My cancer buddy, a.k.a. Dad, almost always meets me there. He had his own radiation treatment there last year, so he knows everyone there. He smiles at the employees and the other cancer patients he doesn’t know. I didn’t think I’d need him as much as I needed him when I was having chemo, since my appointments are so quick, but I felt forlorn the one time he couldn’t come to radiation.
A radiation tech fetches me from the waiting room, and I change into a hospital gown. I see the same two women in the changing room and waiting area, the women with the appointments before and after mine, respectively. The woman before me, an older, grandmotherly lady, always smiles at me and wishes me luck. I go into the control room to confirm I’m me and that we’re treating my right side.
Then I’m led into the radiation chamber, a large room behind what looks like a metal door about a foot thick with a $4.5 million machine that shoots invisible radiation beams into my body while I lay on a table beneath it. The beams are precisely aimed at the spots we want to treat for any lingering cancer cells that chemo and my lumpectomy may have missed.
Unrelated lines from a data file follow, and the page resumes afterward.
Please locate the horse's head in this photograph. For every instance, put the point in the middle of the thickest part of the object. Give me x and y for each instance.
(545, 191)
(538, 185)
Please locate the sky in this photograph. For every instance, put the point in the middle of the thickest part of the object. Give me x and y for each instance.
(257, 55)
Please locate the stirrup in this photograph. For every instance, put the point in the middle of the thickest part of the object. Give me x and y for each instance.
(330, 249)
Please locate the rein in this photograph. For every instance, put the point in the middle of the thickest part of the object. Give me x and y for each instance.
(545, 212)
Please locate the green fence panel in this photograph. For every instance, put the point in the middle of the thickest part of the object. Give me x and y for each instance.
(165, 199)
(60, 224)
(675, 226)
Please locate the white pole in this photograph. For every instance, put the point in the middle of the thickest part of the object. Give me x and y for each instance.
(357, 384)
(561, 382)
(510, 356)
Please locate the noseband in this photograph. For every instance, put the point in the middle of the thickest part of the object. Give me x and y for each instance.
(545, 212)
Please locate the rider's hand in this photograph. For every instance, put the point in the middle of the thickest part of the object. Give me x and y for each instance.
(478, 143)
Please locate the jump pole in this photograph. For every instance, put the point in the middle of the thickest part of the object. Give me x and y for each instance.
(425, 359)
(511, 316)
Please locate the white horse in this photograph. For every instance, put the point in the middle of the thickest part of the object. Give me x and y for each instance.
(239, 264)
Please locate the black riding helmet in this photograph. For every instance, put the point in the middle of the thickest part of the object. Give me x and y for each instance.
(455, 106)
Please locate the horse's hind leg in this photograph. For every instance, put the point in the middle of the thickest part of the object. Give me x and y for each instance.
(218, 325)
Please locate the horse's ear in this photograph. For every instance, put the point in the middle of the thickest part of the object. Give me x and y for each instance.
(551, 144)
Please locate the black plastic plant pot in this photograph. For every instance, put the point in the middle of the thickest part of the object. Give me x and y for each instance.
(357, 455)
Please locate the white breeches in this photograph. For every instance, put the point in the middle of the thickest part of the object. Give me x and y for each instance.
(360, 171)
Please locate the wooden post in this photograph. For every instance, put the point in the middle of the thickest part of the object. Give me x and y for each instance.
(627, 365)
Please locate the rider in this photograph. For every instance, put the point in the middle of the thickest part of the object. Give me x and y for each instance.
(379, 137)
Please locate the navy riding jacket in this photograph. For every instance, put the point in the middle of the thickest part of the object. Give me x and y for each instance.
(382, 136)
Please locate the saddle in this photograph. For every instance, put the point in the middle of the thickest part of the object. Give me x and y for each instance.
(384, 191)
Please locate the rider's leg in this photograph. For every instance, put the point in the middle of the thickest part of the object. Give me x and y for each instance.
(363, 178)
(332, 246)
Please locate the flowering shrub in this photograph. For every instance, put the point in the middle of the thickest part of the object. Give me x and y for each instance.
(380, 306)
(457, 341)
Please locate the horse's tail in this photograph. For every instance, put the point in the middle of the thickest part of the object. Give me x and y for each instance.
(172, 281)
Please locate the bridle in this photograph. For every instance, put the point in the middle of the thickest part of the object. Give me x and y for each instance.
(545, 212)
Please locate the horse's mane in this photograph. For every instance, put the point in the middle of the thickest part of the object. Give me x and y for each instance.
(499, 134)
Radiation is usually the last aggressive component before the longer term treatments like Tamoxifen, a hormone suppression pill I will take for five years along with a monthly shot of Goserelin to put my ovaries to sleep. That treatment plan is an option for me only because I’m younger than 35 and my tumor was fueled by estrogen and progesterone. Tamoxifen and Goserelin will suppress my body’s production of those hormones, hopefully blocking any more tumors like the one I had from forming again.
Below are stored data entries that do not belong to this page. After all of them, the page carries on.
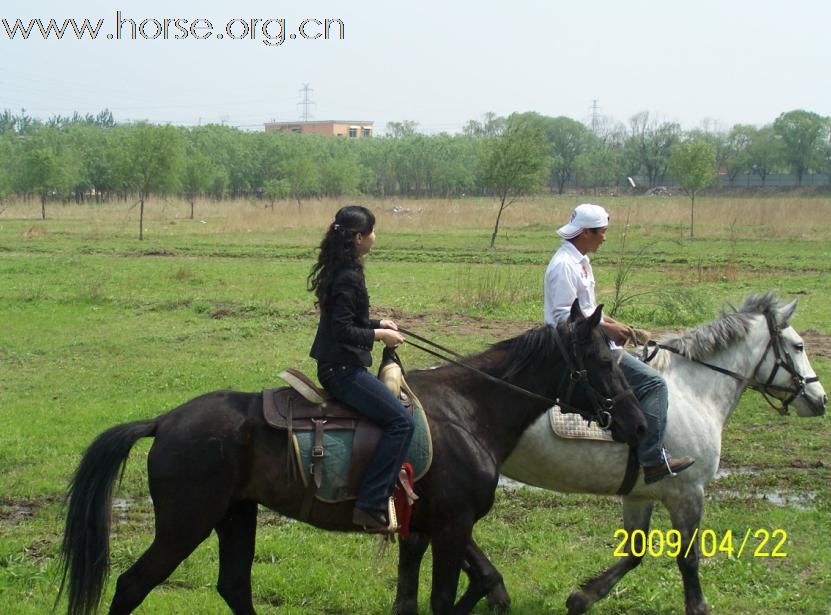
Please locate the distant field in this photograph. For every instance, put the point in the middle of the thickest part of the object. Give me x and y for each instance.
(99, 328)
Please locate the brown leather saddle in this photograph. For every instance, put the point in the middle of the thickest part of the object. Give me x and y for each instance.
(303, 406)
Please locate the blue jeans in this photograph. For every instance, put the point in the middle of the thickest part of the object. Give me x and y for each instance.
(368, 396)
(651, 390)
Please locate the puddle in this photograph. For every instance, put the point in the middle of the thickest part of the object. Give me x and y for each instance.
(124, 505)
(800, 502)
(17, 513)
(724, 472)
(514, 485)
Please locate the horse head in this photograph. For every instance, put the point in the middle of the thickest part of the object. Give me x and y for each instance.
(785, 373)
(595, 379)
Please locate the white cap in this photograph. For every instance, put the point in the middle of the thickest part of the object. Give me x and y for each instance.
(584, 216)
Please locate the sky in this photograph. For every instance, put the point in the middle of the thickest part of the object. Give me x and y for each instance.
(439, 64)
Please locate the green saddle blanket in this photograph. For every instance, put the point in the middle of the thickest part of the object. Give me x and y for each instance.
(337, 446)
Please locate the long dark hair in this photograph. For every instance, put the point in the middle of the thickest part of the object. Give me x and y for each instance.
(338, 249)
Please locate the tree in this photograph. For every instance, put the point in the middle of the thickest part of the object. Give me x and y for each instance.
(274, 189)
(198, 175)
(649, 145)
(46, 169)
(568, 140)
(763, 153)
(405, 128)
(491, 125)
(802, 134)
(7, 162)
(152, 162)
(515, 164)
(302, 176)
(694, 163)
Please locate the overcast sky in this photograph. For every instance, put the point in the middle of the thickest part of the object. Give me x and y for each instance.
(436, 63)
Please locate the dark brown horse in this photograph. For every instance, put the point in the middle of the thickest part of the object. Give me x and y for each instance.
(214, 460)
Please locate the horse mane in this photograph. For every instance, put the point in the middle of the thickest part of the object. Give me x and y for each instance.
(507, 358)
(702, 341)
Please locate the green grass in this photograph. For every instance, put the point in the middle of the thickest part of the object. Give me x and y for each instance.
(98, 329)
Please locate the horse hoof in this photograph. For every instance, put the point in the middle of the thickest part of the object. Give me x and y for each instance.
(577, 603)
(700, 609)
(405, 607)
(499, 601)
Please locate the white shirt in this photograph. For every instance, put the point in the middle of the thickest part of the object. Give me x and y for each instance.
(568, 277)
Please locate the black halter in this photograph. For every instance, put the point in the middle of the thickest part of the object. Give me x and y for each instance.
(601, 406)
(577, 374)
(782, 360)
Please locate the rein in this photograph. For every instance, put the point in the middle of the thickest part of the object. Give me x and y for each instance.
(602, 405)
(782, 358)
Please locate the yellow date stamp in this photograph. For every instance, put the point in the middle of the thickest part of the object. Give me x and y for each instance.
(658, 543)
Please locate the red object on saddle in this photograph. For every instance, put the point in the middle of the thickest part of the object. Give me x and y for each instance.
(403, 503)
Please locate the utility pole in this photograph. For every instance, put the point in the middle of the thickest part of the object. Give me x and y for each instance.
(595, 116)
(305, 101)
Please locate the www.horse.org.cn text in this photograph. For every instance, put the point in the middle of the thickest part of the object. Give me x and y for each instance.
(272, 32)
(657, 543)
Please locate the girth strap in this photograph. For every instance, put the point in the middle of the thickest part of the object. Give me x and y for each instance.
(631, 474)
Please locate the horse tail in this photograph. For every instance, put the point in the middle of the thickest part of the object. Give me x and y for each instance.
(85, 551)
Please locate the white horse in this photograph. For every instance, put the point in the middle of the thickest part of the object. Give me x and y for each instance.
(707, 370)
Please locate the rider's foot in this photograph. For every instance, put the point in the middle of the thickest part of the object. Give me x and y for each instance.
(667, 467)
(370, 520)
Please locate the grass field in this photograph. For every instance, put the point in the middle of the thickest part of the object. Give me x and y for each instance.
(99, 328)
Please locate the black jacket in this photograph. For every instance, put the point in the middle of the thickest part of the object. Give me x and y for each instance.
(345, 333)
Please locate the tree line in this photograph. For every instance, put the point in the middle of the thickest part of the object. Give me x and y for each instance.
(92, 157)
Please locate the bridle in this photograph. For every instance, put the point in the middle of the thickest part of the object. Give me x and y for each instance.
(782, 360)
(602, 406)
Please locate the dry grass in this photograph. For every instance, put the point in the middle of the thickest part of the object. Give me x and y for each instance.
(781, 216)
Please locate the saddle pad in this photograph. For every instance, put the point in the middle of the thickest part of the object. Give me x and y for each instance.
(337, 445)
(574, 426)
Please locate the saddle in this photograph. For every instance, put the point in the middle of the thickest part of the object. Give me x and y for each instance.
(309, 415)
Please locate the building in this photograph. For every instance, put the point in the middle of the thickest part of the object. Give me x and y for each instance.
(338, 128)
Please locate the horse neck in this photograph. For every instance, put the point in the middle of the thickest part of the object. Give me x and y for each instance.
(500, 415)
(741, 357)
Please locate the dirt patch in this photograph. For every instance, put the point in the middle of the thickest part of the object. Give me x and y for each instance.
(431, 323)
(817, 344)
(13, 511)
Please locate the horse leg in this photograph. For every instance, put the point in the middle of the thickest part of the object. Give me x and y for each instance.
(686, 516)
(449, 545)
(410, 553)
(485, 579)
(169, 548)
(187, 508)
(636, 516)
(237, 533)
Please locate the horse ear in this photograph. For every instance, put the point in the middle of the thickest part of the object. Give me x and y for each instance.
(576, 313)
(597, 317)
(784, 314)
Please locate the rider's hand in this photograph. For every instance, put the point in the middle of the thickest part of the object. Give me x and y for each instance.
(617, 332)
(390, 337)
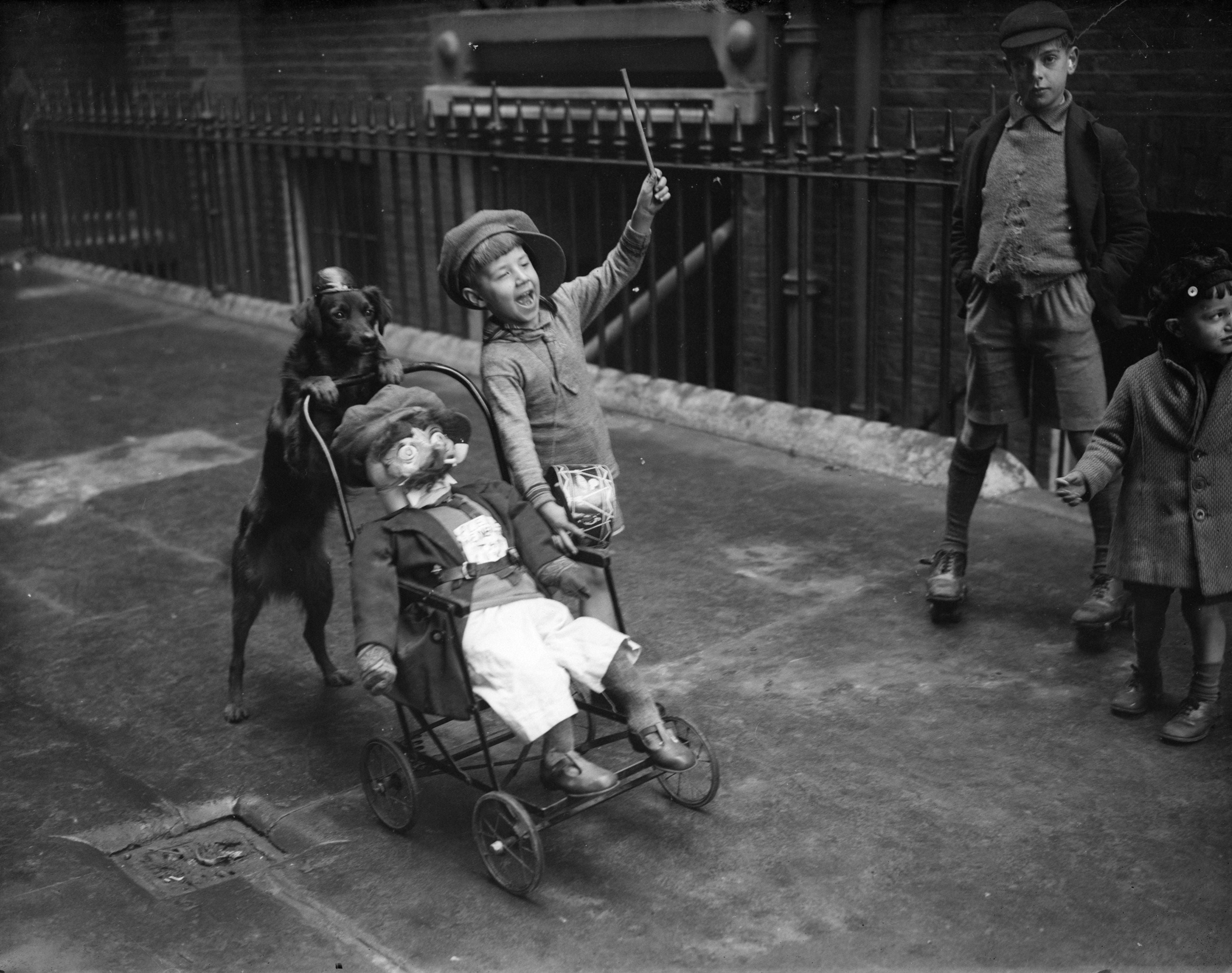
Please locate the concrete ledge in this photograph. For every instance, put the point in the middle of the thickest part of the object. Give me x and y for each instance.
(910, 455)
(238, 307)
I’m on the table for about five minutes total before the rotating plate that administers the radiation stops circling around me and comes to a rest directly above my face. The techs help me sit up and send me on my way. I change back into my shirt and my dad and I usually hang out in the plush waiting room and sip hot chocolate until the front desk staff kicks us out to close for the night. At home I apply the very fitting Udderly Smooth lotion to my breast and the area above and below it, over to the center of my chest since we’re treating lymph nodes there as well. Aside from a slight look of sunburn, my skin has held up well so far. But radiation’s effects are cumulative, so we’ll see how my right side is doing after two more weeks of zaps.
This journey offers only two destinations: remission or an early death. So I’m working toward remission and enjoying the journey as best I can, both the treatment aspects and the completely unrelated things that bring me joy, like my family and friends, music, movies, stargazing, my favorite Thai takeout, listening to the rain at night, and thinking about my dreams for the future.
Every time I turn around, I’m meeting or hearing about another woman with breast cancer. There are a lot of us, unfortunately, but one piece of advice I have is to ignore the statistics. You are not a number or a percentage. You could very well be the person who beats the odds. People have called me brave, but all I do is show up to my appointments and pay attention when the doctors explain my options.
Sometimes that’s all any of us can do. That, and enjoy the journey.